That’s the point that Fox News host Laura Ingraham just made about billionaire leftist Oprah Winfrey’s stump speech for Democrats. Winfrey recently used her star power to support Stacey Abrams in the Georgia race for governor, but many people took issue with her use of race to drive a wedge between the candidates.

“Got to hand it to Oprah. She’s a great speaker, but I kinda liked her better when she was giving away Toyotas and refrigerators,” Ingraham stated on her Thursday program.

The big problem, in Ingraham’s view, is that Winfrey didn’t focus on facts, but instead played the race card.

“To try to tie the candidacy of the Georgia Republican gubernatorial candidate Brian Kemp to the scourge of racism and even lynchings? Come on, Oprah!” the conservative host scolded.

“It’s dehumanizing, it’s completely baseless, it’s totally cruel and again I say, you’re much better than that and you’re much bigger than that,” she continued.

“And I also say this to Oprah Winfrey, how is this living our ‘best life now?’” the Fox host wondered.

Watch her commentary for yourself; Ingraham’s primary criticism of Winfrey takes place between 4:38 and 6:10 in the video below.
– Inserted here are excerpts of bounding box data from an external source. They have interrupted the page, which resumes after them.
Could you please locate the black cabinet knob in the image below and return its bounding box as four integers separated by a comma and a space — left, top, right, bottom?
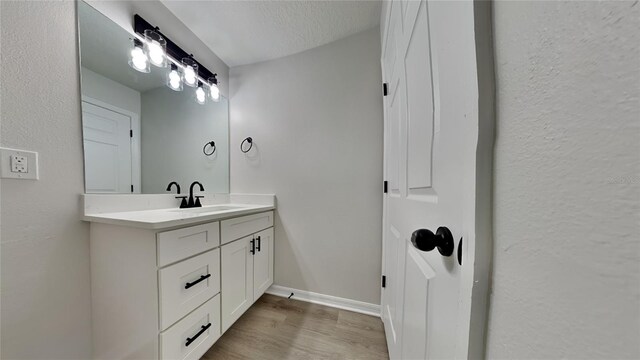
411, 226, 454, 256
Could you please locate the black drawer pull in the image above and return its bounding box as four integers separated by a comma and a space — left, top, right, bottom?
184, 274, 211, 289
185, 323, 211, 346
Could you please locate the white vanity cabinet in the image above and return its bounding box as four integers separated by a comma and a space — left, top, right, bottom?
221, 212, 273, 333
90, 211, 273, 360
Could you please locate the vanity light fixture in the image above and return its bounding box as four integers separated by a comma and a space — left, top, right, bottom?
167, 63, 182, 91
144, 29, 167, 68
132, 14, 220, 104
209, 74, 220, 102
129, 39, 151, 73
196, 81, 207, 105
182, 58, 198, 87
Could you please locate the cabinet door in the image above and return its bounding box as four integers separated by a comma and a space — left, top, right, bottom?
221, 235, 253, 333
253, 228, 273, 301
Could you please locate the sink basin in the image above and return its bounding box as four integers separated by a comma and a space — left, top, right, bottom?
169, 205, 246, 214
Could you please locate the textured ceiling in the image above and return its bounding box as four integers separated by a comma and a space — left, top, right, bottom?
158, 0, 381, 67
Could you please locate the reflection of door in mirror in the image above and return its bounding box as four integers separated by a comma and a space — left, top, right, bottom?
82, 99, 133, 193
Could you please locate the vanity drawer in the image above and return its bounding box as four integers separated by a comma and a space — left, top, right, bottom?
157, 221, 220, 267
220, 211, 273, 244
158, 249, 220, 330
160, 294, 220, 360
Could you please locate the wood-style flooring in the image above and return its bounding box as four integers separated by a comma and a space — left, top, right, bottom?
202, 294, 389, 360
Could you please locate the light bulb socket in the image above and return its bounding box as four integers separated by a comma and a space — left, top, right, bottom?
144, 29, 167, 68
208, 74, 220, 102
129, 38, 151, 73
182, 57, 198, 87
196, 80, 207, 105
166, 63, 182, 91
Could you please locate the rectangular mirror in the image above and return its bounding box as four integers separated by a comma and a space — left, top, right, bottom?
78, 1, 229, 194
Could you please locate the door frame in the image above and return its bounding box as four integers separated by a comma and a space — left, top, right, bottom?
80, 95, 142, 194
380, 0, 495, 359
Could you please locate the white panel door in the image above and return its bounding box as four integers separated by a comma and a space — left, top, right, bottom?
220, 235, 254, 333
381, 1, 493, 359
253, 228, 273, 301
82, 101, 133, 193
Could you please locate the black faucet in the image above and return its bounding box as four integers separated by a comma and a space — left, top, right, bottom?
187, 181, 204, 207
167, 181, 180, 195
167, 181, 188, 209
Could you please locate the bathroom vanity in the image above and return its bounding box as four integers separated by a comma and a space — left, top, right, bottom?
84, 201, 275, 359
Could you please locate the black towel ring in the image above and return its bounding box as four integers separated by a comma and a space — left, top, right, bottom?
240, 137, 253, 154
202, 141, 216, 156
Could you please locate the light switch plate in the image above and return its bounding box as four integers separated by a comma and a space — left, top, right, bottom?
0, 148, 38, 180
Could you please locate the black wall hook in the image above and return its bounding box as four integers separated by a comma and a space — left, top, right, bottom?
240, 137, 253, 154
202, 140, 216, 156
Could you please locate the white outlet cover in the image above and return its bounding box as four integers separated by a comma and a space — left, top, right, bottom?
0, 148, 38, 180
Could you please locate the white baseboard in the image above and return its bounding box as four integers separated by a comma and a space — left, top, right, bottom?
267, 285, 380, 317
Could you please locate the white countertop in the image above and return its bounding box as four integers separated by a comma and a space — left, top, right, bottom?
82, 204, 275, 229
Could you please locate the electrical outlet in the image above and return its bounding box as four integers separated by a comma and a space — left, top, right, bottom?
11, 155, 29, 173
0, 148, 38, 180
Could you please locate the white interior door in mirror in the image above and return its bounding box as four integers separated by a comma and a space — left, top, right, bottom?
82, 101, 133, 193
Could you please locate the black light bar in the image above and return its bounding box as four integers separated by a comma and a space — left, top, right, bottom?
133, 14, 217, 80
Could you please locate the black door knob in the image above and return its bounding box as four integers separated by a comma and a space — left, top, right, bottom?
411, 226, 454, 256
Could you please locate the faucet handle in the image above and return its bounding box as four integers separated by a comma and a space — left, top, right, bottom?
176, 196, 189, 209
194, 195, 204, 207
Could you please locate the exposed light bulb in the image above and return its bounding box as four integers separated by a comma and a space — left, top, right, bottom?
149, 41, 164, 66
210, 84, 220, 102
184, 66, 196, 86
196, 83, 207, 104
144, 29, 167, 67
130, 46, 149, 72
209, 74, 220, 102
169, 70, 180, 89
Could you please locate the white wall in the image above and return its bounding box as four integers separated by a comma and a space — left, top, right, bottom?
0, 1, 227, 359
230, 29, 383, 304
80, 67, 140, 116
141, 86, 229, 194
0, 1, 91, 359
487, 1, 640, 359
Do you think Winfrey tried to turn this election into a question of racial loyalty?

In her stump speech for the Democrat Abrams, Winfrey implied that black voters were somehow dishonoring their entire race if they didn’t support the liberal African American candidate.

“For anybody here who has an ancestor who didn’t have the right to vote and you are choosing not to vote wherever you are in this state, in this country, you are dishonoring your family,” she declared, according to The Huffington Post.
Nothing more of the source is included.